Première Année de Pèlerinage
Cent cinq millimètres de longueur pour cent deux de largeur ; un poids n’excédant pas cent quatre-vingts centigrammes ; une épaisseur si mince qu’elle ne témoigne qu’à grand-peine de l’existence de la chose. L’acquérir relève d’une haute lutte d’au moins deux lustres – presque du combat spirituel ; le vendre vous expose aux peines les plus sévères ; se le voir attribuer est une grâce sans nom. Sans ce rectangle d’une surface de dix mille sept cent dix millimètres carrés, inutile de vouloir pénétrer dans l’enceinte sacrée, le Saint des Saints ; si vous le pliez, il s’invalide et il se peut qu’on vous le confisque pour examen tant ce document est insigne.

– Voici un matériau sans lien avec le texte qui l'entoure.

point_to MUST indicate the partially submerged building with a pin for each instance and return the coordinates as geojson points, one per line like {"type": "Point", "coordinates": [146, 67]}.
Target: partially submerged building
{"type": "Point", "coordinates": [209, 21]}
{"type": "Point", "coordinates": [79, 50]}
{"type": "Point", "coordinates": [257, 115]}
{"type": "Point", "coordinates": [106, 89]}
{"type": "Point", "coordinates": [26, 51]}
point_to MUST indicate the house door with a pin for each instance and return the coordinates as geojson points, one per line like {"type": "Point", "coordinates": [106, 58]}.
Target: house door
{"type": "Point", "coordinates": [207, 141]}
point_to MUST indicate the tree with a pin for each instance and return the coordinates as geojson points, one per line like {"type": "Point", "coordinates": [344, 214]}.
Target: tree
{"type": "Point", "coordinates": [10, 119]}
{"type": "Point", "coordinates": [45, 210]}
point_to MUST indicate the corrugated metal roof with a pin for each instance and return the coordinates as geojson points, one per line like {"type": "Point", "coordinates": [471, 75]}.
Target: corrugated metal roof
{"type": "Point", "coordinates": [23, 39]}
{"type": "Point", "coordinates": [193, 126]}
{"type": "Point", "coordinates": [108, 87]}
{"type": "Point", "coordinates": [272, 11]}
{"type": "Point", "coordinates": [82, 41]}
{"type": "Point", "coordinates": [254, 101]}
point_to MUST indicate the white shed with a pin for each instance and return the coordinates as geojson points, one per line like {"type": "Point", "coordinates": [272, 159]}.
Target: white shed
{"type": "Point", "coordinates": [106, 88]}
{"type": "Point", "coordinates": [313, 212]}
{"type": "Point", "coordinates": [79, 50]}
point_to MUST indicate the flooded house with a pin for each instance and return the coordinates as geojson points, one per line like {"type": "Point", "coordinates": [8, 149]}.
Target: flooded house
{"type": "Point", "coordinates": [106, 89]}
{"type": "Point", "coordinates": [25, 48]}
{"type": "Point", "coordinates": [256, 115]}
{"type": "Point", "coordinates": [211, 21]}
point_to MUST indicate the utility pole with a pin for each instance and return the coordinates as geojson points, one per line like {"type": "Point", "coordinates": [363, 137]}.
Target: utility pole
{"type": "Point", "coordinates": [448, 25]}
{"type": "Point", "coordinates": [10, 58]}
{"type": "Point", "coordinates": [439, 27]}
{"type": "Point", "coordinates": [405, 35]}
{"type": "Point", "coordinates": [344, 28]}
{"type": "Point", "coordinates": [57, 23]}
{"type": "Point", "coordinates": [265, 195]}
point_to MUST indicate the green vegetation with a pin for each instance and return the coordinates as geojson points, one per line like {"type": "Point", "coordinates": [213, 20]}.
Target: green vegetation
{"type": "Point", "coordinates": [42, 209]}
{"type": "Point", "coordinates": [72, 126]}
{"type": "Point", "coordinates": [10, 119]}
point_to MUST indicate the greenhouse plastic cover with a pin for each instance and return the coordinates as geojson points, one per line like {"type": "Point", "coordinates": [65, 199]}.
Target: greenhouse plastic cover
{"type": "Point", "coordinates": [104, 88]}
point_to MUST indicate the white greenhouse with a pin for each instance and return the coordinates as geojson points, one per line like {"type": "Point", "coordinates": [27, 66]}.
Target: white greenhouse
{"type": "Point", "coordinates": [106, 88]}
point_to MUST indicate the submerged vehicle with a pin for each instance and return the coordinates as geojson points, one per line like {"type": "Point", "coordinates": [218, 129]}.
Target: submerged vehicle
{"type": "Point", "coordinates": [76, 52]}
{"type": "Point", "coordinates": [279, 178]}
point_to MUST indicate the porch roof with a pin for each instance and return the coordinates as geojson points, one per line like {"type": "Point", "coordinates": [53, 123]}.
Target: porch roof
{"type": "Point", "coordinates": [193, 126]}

Comme la truffe, le caviar, le véritable chocolat, ce léger quadrilatère de papier dont le bleu délavé laisse entrevoir en arrière-plan la façade du temple vaut son pesant d’or – pardon, d’euros ! On a peine à imaginer que ce fragile laissez-passer, qui se peut perdre, être dérobé, brûler, s’envoler, tomber à l’eau, subir les outrages d’une main trop moite ou trop nerveuse – et je n’ose parler de la griffe du chat, si prompte à pétrir toute feuille imprimée ! – soit l’objet de tant de convoitises, d’approches diplomatiques, de tractations secrètes…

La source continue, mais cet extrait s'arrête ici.